Más graves cosas que esas de poner vendas a los ojos
populares,
ocupan
ahora
al
Vaticano,
donde,
en
el
día
aniversario del nacimiento de su jefe, oyó la Iglesia de su pastor
quejas sentidas, y palabras de fe, y voces de batalla, como que
dijo el Pontífice que era en verdad tan grave la cuestión romana,
que no podía fiarse al tiempo ni al silencio el encargo de
resolverla, sino que ha de hacerse de modo que la libertad y
dignidad del jefe de la Iglesia sean amparadas de toda extraña
influencia, lo cual cree León XIII que ha de ser al cabo, porque
las pasiones que los demagogos azuzan en los países que no
aman ya a la Iglesia, vendrán a espantarlos de manera que
buscarán refugio en los brazos del Papa, como depositario sumo
que es sobre la tierra de la moralidad y el orden. Cuyo discurso
dejó contentos a los miembros del Colegio Sagrado. Con el
nombramiento de siete cardenales consagró León XIII el mes
que con ese discurso había empezado, y son los cardenales
nuevos el arzobispo de Dublin, que se llama Mac-Cabe, y es
celosísimo mantenedor de la Iglesia Romana en Irlanda, que es
tierra muy católica; monseñor Joaquín Lluch y Garriga, que es
arzobispo en Sevilla, y tiene agradecido, con su fervor activo, al
Papa; Charles Lavigérie, arzobispo en Argel; Domenico Agostino,
que ya lleva el palio en Venecia; Angelo Jacobini, primo del
Secretario de Estado de León XIII; Pietro Lasagni, Secretario del
Sagrado Colegio; y monsignore Ricci-Paracciani, mayordomo de
la casa del Pontífice en tiempos de Pío IX. El premio aviva el
celo, obliga al que lo recibe, y enciende en ardor nuevo al que lo
desea. De Alemania, que entra en miedo de los que piensan
libremente, porque del pensar con libertad en religión, se viene a
pensar con libertad en política,—vienen ahora a Roma voces
que, aunque parecen de auxilio, son de angustia, y el Vaticano
remozado, se apresta a la liza, y le da jefes.
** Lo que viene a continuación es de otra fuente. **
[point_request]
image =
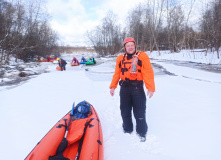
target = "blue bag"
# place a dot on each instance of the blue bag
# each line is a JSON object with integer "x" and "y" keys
{"x": 82, "y": 110}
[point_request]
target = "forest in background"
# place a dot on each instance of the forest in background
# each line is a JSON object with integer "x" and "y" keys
{"x": 25, "y": 31}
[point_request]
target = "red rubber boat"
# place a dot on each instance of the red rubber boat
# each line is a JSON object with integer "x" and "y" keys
{"x": 74, "y": 64}
{"x": 84, "y": 136}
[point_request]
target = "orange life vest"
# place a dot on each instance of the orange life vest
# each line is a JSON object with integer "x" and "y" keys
{"x": 127, "y": 65}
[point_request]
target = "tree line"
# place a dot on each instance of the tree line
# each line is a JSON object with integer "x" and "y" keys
{"x": 25, "y": 31}
{"x": 160, "y": 25}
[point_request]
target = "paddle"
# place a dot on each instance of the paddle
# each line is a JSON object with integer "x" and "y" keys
{"x": 64, "y": 143}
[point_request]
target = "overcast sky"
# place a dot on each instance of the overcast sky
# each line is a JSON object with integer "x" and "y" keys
{"x": 71, "y": 19}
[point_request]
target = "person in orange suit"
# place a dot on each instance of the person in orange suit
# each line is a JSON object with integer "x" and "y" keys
{"x": 133, "y": 69}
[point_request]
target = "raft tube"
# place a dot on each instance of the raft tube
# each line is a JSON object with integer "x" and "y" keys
{"x": 85, "y": 134}
{"x": 74, "y": 64}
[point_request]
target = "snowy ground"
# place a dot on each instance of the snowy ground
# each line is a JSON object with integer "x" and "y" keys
{"x": 183, "y": 115}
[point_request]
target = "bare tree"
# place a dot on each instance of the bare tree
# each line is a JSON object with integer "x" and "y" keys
{"x": 211, "y": 25}
{"x": 106, "y": 38}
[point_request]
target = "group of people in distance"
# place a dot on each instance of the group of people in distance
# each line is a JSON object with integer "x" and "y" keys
{"x": 74, "y": 60}
{"x": 62, "y": 63}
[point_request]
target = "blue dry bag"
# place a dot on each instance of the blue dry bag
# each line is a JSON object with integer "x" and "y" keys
{"x": 82, "y": 110}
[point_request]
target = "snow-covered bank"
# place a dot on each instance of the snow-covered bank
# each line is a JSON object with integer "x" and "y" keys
{"x": 183, "y": 115}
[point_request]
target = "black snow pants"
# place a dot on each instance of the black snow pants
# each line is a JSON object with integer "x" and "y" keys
{"x": 132, "y": 97}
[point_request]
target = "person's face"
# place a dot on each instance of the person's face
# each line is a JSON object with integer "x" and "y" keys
{"x": 130, "y": 47}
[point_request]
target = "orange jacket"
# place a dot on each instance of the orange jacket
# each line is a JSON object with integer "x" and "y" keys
{"x": 144, "y": 71}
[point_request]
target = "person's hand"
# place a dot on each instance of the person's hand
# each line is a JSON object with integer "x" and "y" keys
{"x": 112, "y": 91}
{"x": 150, "y": 93}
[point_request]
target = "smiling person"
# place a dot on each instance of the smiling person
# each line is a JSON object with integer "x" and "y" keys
{"x": 133, "y": 68}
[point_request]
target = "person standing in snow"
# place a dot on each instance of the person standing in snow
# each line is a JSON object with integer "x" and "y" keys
{"x": 62, "y": 63}
{"x": 133, "y": 68}
{"x": 74, "y": 60}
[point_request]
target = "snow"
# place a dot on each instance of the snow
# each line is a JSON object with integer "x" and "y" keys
{"x": 183, "y": 116}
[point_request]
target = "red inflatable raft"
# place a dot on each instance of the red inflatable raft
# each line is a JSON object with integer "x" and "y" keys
{"x": 74, "y": 64}
{"x": 84, "y": 136}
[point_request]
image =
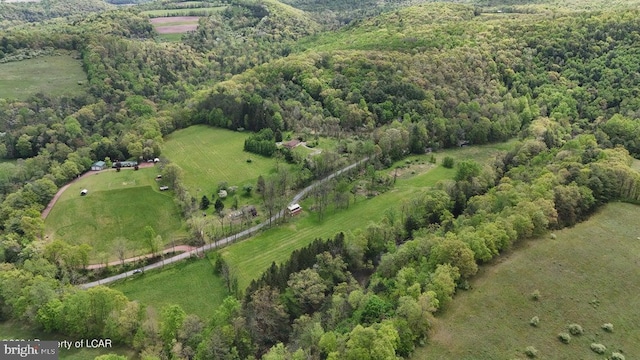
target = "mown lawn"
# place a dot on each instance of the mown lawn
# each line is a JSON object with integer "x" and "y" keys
{"x": 14, "y": 331}
{"x": 190, "y": 284}
{"x": 589, "y": 275}
{"x": 52, "y": 74}
{"x": 119, "y": 204}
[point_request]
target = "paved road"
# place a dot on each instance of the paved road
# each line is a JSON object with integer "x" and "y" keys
{"x": 225, "y": 241}
{"x": 179, "y": 248}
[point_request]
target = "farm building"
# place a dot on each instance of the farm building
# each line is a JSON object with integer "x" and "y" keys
{"x": 291, "y": 144}
{"x": 294, "y": 209}
{"x": 250, "y": 210}
{"x": 98, "y": 165}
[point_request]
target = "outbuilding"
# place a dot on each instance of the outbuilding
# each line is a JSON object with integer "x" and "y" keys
{"x": 98, "y": 165}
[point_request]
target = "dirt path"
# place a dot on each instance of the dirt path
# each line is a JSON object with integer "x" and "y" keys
{"x": 229, "y": 239}
{"x": 53, "y": 201}
{"x": 176, "y": 249}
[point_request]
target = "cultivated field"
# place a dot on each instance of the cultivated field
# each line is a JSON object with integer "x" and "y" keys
{"x": 190, "y": 284}
{"x": 249, "y": 258}
{"x": 183, "y": 12}
{"x": 175, "y": 25}
{"x": 119, "y": 204}
{"x": 210, "y": 155}
{"x": 52, "y": 74}
{"x": 588, "y": 275}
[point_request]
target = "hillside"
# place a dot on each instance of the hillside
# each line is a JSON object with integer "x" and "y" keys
{"x": 395, "y": 89}
{"x": 573, "y": 275}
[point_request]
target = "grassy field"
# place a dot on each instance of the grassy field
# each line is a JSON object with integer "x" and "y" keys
{"x": 190, "y": 284}
{"x": 210, "y": 155}
{"x": 251, "y": 257}
{"x": 54, "y": 75}
{"x": 588, "y": 275}
{"x": 119, "y": 204}
{"x": 14, "y": 331}
{"x": 183, "y": 12}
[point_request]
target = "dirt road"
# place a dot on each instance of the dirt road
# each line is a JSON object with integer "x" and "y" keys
{"x": 53, "y": 201}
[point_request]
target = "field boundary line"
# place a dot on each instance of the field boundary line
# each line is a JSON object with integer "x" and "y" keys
{"x": 225, "y": 241}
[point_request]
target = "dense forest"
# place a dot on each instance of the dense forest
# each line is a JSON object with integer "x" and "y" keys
{"x": 564, "y": 84}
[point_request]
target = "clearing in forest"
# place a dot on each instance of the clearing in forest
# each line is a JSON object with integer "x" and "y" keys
{"x": 250, "y": 257}
{"x": 117, "y": 205}
{"x": 588, "y": 275}
{"x": 51, "y": 74}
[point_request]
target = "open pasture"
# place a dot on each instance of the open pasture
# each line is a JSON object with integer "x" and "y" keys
{"x": 118, "y": 205}
{"x": 203, "y": 11}
{"x": 249, "y": 258}
{"x": 210, "y": 155}
{"x": 588, "y": 275}
{"x": 52, "y": 75}
{"x": 191, "y": 284}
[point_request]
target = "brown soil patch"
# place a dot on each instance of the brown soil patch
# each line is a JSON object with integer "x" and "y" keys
{"x": 176, "y": 29}
{"x": 174, "y": 19}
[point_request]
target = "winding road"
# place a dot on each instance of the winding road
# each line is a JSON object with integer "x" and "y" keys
{"x": 225, "y": 241}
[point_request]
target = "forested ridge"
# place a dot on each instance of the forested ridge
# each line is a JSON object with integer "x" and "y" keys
{"x": 432, "y": 76}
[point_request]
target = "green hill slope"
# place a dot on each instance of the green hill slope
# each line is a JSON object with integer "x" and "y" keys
{"x": 588, "y": 275}
{"x": 119, "y": 204}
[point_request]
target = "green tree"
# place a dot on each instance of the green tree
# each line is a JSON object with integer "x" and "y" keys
{"x": 219, "y": 205}
{"x": 171, "y": 322}
{"x": 455, "y": 253}
{"x": 443, "y": 283}
{"x": 204, "y": 203}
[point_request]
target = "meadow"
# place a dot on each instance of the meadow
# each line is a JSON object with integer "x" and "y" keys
{"x": 249, "y": 258}
{"x": 191, "y": 284}
{"x": 183, "y": 12}
{"x": 210, "y": 156}
{"x": 119, "y": 204}
{"x": 588, "y": 275}
{"x": 52, "y": 74}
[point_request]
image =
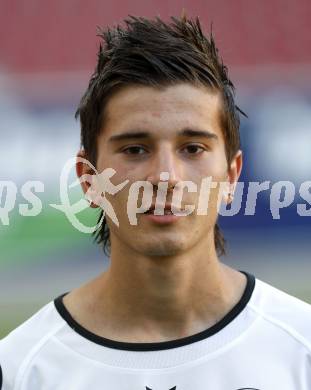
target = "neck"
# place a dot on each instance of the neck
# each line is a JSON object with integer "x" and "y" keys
{"x": 165, "y": 297}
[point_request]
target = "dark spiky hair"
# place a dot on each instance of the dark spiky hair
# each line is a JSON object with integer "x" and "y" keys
{"x": 154, "y": 53}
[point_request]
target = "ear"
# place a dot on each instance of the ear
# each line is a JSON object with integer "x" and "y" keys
{"x": 234, "y": 173}
{"x": 83, "y": 170}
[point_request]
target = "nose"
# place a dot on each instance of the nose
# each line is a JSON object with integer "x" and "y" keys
{"x": 164, "y": 167}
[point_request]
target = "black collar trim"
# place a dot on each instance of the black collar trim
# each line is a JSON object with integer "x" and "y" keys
{"x": 156, "y": 346}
Luchan así por el poder los hombres, en tanto que con
amorosas trovas, luego de mil novecientos años de nacido,
celebran los romanos a aquel que cantó en versos dulces como
el jugo de las uvas sabrosas de Falerno, y cuya sana y benéfica
poesía, que engrandece y alegra, fue como aquel noble vino de
Sabina que, en honor de Mecenas, había guardado Horacio en
vasos griegos.
JOSÉ MARTÍ
La Opinión Nacional Caracas, 17 de abril de 1882.